A plant-based eating pattern relies mostly on plant foods, like leafy greens, high-fibre fruits, whole grains, nuts, seeds, and vegetables. Researchers believed that a whole-food, plant-based diet works in reducing the risk of Type 2 diabetes because it also helps improve insulin uptake, or effectiveness, through weight loss, reduction in saturated fat intake, promotion of healthy gut microbiome, and an increase in fibre consumption.
Will a plant-based diet help manage your blood glucose levels? Most likely, yes.
Americans revealed interesting findings. For 20 years, researchers at The Harvard T.H. Chan School of Public Health used the findings of three prospective cohort studies in the country and collected dietary data.
The researchers found out that participants who consumed predominantly plant-based foods and minimal animal products lowered their risk for developing type 2 diabetes by 20 percent.
So does that mean that vegetarians are less likely to develop diabetes? Not necessarily.
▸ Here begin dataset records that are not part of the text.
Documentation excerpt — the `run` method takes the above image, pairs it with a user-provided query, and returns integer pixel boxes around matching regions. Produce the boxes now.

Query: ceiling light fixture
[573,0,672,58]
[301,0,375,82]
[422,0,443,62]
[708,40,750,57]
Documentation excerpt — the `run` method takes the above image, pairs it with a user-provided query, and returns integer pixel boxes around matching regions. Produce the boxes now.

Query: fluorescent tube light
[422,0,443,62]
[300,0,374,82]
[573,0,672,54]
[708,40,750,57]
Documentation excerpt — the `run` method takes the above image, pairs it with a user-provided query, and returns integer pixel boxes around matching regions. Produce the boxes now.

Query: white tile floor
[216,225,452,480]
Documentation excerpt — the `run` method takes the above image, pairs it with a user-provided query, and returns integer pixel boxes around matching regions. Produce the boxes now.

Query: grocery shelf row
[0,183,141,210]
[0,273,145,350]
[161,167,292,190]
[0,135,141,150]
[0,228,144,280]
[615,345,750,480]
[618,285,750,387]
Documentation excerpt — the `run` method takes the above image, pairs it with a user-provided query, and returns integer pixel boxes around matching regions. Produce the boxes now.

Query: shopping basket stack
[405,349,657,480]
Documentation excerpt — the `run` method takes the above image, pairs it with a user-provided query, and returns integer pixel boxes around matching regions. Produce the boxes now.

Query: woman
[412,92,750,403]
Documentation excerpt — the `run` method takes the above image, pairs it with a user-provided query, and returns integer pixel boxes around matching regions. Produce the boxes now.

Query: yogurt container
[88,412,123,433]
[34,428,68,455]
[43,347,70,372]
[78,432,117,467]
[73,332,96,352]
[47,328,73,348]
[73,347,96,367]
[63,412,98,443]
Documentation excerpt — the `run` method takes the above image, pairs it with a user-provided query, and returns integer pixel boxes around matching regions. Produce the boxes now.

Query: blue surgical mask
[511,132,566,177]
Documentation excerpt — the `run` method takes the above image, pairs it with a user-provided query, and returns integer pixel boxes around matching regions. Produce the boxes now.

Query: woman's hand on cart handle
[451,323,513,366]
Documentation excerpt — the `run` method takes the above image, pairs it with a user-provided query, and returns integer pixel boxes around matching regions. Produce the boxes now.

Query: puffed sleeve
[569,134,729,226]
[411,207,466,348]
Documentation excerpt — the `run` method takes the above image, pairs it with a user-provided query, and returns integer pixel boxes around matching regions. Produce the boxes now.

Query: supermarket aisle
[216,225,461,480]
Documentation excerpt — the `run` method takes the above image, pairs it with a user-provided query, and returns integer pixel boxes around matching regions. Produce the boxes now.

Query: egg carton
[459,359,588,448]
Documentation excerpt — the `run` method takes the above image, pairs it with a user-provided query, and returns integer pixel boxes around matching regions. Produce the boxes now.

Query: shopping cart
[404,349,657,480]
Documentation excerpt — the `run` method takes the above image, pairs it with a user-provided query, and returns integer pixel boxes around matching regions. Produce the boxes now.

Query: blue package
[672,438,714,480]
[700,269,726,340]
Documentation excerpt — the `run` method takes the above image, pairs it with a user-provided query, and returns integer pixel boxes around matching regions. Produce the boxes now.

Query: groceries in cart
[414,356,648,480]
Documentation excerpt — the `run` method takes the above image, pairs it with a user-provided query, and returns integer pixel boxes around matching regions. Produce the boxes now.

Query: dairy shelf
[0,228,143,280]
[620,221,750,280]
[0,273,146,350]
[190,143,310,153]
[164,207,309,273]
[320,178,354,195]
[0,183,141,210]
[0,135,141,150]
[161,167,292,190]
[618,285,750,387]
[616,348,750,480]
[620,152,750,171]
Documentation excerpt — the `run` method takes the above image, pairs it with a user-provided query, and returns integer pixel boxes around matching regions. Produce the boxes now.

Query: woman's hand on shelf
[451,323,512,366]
The researchers emphasized that the study is not focused on vegetarian or vegan diets (which can include less healthy plant-based products, such as sweetened foods and beverages), but rather plant-based foods.
The Mediterranean Diet
If there’s one specific diet that highlights plant-based food minus the sugar-laden vegan or vegetarian meat substitutes, the Mediterranean diet is the way to go. In this type of diet, the emphasis is placed on whole grains, fruits, vegetables, legumes, nuts, herbs, spices, and healthy fats.
A 2015 systematic review of studies on the efficacy of a Mediterranean diet on the management of type 2 diabetes and prediabetic states concluded that the diet was associated with better blood glucose management than other commonly used diets (including a low-fat diet), suggesting that it is suitable for the overall management of type 2 diabetes.
Just as there’s no one-size-fits-all healthy diet, there’s no such thing as the ultimate diabetes diet. A plant-based diet that’s hard to stick to for one diabetic patient might be easy for someone else. Plus, you also have to consider culture, body types, and the presence or absence of other disease states. As always, talk to your doctor first before embarking on a quest to find your own “best diabetic diet.”
If you’re looking to offset the negative effects of diabetes (or prediabetes), taking your body composition into account is also a priority. Work with an experienced professional who can help determine your body composition and help you set goals to improve your body composition through diet and physical activity.
Remember that no specific diet or exercise regimen fits everyone and that the number on the scale is not always connected to your actual body composition and overall health. Focus on building muscle through exercise and keeping visceral fat low with a nutritious diet and you’ll be on the right track!